Integration, Interoperability and Exchanges. All of these points are part of our product that had an interface through an APP (Android / IOS) and that used our token within the platform
Delphi Chain Link DeFi Plataform asset DCL (Utility Token) acts as bridge between Tron, Ethereum and other digital assets and real-world assets through an Android/IOS app and Web Interface while allowing holders to earn interest completely on-chain transaction.

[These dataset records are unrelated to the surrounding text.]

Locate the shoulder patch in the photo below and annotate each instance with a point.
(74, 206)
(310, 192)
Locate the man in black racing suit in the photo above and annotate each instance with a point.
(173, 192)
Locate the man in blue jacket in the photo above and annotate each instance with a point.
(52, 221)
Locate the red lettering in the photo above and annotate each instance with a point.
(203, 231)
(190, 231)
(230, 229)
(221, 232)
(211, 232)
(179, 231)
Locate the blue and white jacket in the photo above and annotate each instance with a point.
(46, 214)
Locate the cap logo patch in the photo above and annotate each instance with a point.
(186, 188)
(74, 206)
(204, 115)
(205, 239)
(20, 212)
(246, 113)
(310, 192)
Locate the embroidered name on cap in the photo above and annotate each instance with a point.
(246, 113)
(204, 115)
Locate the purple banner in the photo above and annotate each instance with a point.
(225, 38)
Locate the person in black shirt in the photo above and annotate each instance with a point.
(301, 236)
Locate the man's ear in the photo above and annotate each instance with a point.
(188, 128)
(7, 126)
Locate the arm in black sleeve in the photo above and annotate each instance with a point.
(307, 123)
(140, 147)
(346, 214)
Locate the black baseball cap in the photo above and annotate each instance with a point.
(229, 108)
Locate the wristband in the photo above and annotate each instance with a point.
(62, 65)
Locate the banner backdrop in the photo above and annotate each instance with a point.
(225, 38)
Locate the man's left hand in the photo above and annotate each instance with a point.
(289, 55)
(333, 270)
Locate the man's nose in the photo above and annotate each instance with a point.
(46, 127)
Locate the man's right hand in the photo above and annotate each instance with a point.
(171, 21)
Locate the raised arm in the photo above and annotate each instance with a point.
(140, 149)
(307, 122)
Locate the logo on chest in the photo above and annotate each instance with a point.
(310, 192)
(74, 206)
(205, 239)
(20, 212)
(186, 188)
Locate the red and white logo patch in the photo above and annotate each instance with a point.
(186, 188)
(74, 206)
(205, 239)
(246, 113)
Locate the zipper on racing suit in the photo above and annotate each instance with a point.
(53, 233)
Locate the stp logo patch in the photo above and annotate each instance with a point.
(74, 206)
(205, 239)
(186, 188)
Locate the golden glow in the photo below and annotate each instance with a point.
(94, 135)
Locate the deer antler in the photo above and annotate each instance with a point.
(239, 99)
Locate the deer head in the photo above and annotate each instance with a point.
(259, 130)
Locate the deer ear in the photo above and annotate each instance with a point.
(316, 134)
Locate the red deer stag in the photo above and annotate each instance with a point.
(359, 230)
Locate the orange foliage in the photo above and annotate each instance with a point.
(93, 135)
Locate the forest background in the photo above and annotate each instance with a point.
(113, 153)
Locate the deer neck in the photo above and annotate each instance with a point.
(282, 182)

Delphi Chain Link Defi Ecosystem has several essential and complementary components that work together to generate income and provide transparent real-world backing for any digital asset.
Earn Interest
Deposit your preferred into Earn Interest to start accruing interest daily to grow your crypto assets without any effort.
Swap
DCL App Swap is the most intuitive way to swap TRC tokens with the best price by splitting the order across DEX with high liquidity.
Get Fiat Money
Hold you crypto and getting access to fiat money. Use your crypto assets as collateral for getting a loan and another borrower scrutiny for approval.
No Risk
Don’t lose your mind checking all the rates on different DeFi protocols and DEXes, Let DCL App do the dirty work and save your time.
Secure
DCL is completed multiple and incremental security audits. All crypto assets are stored on cold multi-signature wallets with distributed key storage.
Low Fees
Very low fees for international transaction. Cryptocurrencies involve peer-to-peer transactions, meaning they eliminate brokerage or middleman fees.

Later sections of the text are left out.